| Avatar (****) | ||||||
| directed by James Cameron | ||||||
| written by James Cameron | ||||||
|
Rick Norwood
Avatar is the first real science fiction movie in a long time that is not part of a franchise. It's
an action adventure movie from one of our best action directors -- only Lucas and Spielberg are better. It
is the first movie to show us the complexity of life on an alien world. Not only that, it is well on its way
to becoming one of the top box office films of all time.
I had more fun with Sherlock Holmes. Why didn't I love Avatar, the way I loved Star Wars
and Raiders of the Lost Ark?
One problem is the music. Movies aren't all that far from grand opera, and all of my favorite films have memorable
theme music. Dum, da da da dum dum. The music in Avatar is plaintive and forgettable.
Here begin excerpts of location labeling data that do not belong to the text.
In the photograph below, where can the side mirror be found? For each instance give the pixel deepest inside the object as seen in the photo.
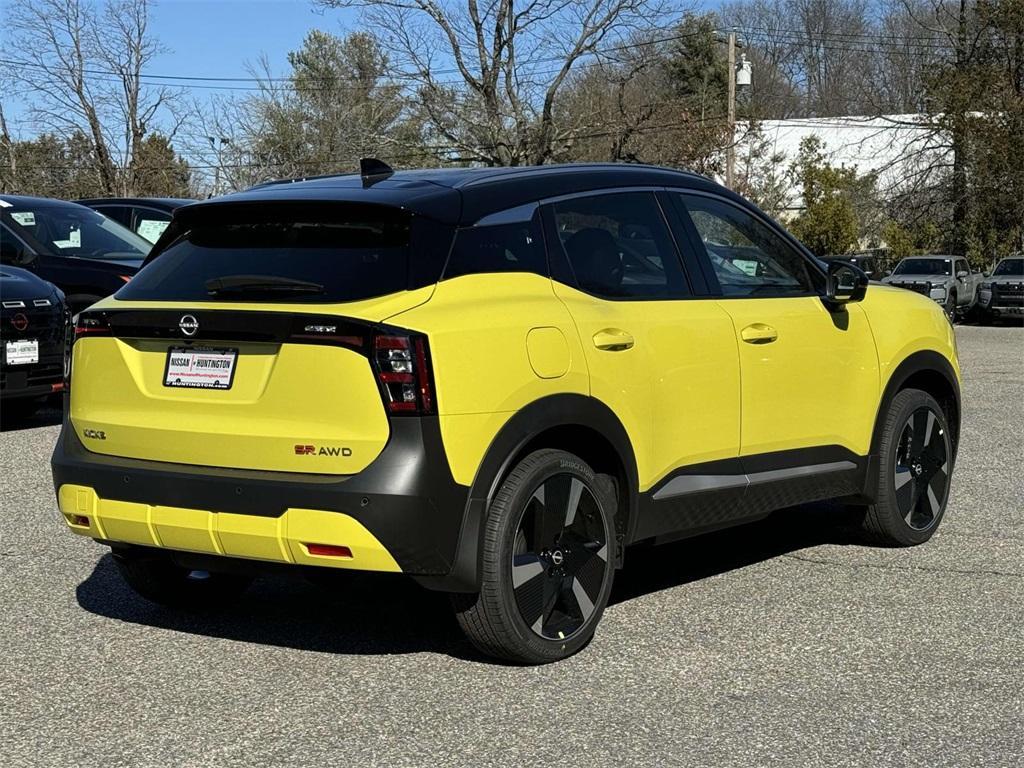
(845, 283)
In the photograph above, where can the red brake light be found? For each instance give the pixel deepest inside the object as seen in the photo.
(402, 365)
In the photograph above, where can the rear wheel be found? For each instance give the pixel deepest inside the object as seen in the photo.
(547, 561)
(157, 578)
(915, 462)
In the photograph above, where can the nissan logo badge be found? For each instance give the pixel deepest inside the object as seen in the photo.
(188, 325)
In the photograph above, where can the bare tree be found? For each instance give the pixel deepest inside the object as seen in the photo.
(83, 71)
(505, 65)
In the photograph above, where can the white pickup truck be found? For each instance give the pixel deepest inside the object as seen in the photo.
(947, 280)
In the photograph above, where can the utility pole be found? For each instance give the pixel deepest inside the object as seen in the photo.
(216, 171)
(730, 150)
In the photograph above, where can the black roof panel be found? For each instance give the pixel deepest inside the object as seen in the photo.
(462, 196)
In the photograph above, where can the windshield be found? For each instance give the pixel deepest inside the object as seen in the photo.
(1010, 266)
(359, 252)
(925, 266)
(76, 230)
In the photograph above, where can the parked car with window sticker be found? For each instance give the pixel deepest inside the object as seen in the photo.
(494, 381)
(85, 254)
(33, 336)
(147, 217)
(946, 280)
(1003, 292)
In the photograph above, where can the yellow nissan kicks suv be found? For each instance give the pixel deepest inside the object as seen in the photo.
(493, 380)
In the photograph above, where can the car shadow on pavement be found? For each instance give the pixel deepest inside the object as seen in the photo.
(47, 416)
(349, 612)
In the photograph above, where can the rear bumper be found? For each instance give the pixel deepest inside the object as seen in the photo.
(403, 512)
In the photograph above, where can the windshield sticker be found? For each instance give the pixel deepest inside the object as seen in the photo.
(151, 229)
(74, 240)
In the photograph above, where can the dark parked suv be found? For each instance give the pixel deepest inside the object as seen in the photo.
(85, 254)
(33, 334)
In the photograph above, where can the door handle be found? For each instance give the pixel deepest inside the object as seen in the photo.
(759, 333)
(612, 340)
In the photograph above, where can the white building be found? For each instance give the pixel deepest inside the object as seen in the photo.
(898, 147)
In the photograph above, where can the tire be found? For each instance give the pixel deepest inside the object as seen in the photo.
(547, 561)
(157, 578)
(915, 464)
A more serious problem is that the aliens are so transparently American Indians. There is no frisson,
no sense of otherness. The story is essentially Broken Arrow. Jimmy Stewart, the White hero, falls
in love with the beautiful Indian maid, daughter of the chief. Whites are greedy. Indians are spiritual and
at one with nature. They thank the animal for its life as they slit its throat. They tame wild steeds and
ride like the wind. They are betrayed by the wicked White man.
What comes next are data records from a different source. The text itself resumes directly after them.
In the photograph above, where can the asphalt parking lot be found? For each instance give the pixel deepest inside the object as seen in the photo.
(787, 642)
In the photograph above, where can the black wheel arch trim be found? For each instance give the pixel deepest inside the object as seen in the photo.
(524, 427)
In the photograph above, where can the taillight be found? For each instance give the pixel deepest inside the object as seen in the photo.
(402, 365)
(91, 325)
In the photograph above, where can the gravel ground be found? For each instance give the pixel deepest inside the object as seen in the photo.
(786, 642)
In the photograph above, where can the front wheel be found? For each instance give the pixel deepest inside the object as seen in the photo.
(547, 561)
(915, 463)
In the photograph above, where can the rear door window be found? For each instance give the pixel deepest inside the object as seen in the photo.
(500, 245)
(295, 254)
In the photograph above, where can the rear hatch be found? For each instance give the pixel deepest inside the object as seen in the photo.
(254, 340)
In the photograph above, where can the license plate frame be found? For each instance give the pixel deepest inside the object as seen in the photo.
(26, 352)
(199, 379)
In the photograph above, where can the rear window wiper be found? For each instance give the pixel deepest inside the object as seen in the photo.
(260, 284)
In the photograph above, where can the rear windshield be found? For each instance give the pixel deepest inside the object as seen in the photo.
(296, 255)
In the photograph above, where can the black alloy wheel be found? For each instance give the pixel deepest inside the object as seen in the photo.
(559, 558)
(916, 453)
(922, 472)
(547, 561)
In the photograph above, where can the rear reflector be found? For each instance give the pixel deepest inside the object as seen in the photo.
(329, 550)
The aliens, the Na'vi, are not even modeled on real American Indians, who were as diverse and complex as people
of any other race. Indians covered the entire human spectrum, from peaceful to warlike, from honest to crooked,
from smart to stupid, from brave to cowardly, from kind to cruel, with most somewhere in between. The Na'vi are
Hollywood Indians.
Life in a state of nature is harsh and narrow and does not usually bring out the best in people. The mysticism
of the native, on closer examination, is superstition, often destructive and cruel. The natural world of the
native, on closer examination, is a constant struggle for survival, and many Indian tribes did their best to
slaughter other tribes and all the animals they could kill. They drove entire buffalo herds off cliffs, even
when they could only eat one or two of the carcasses before they rotted. There is no reason to think that
the Na'vi, driven by evolution, would be any nicer.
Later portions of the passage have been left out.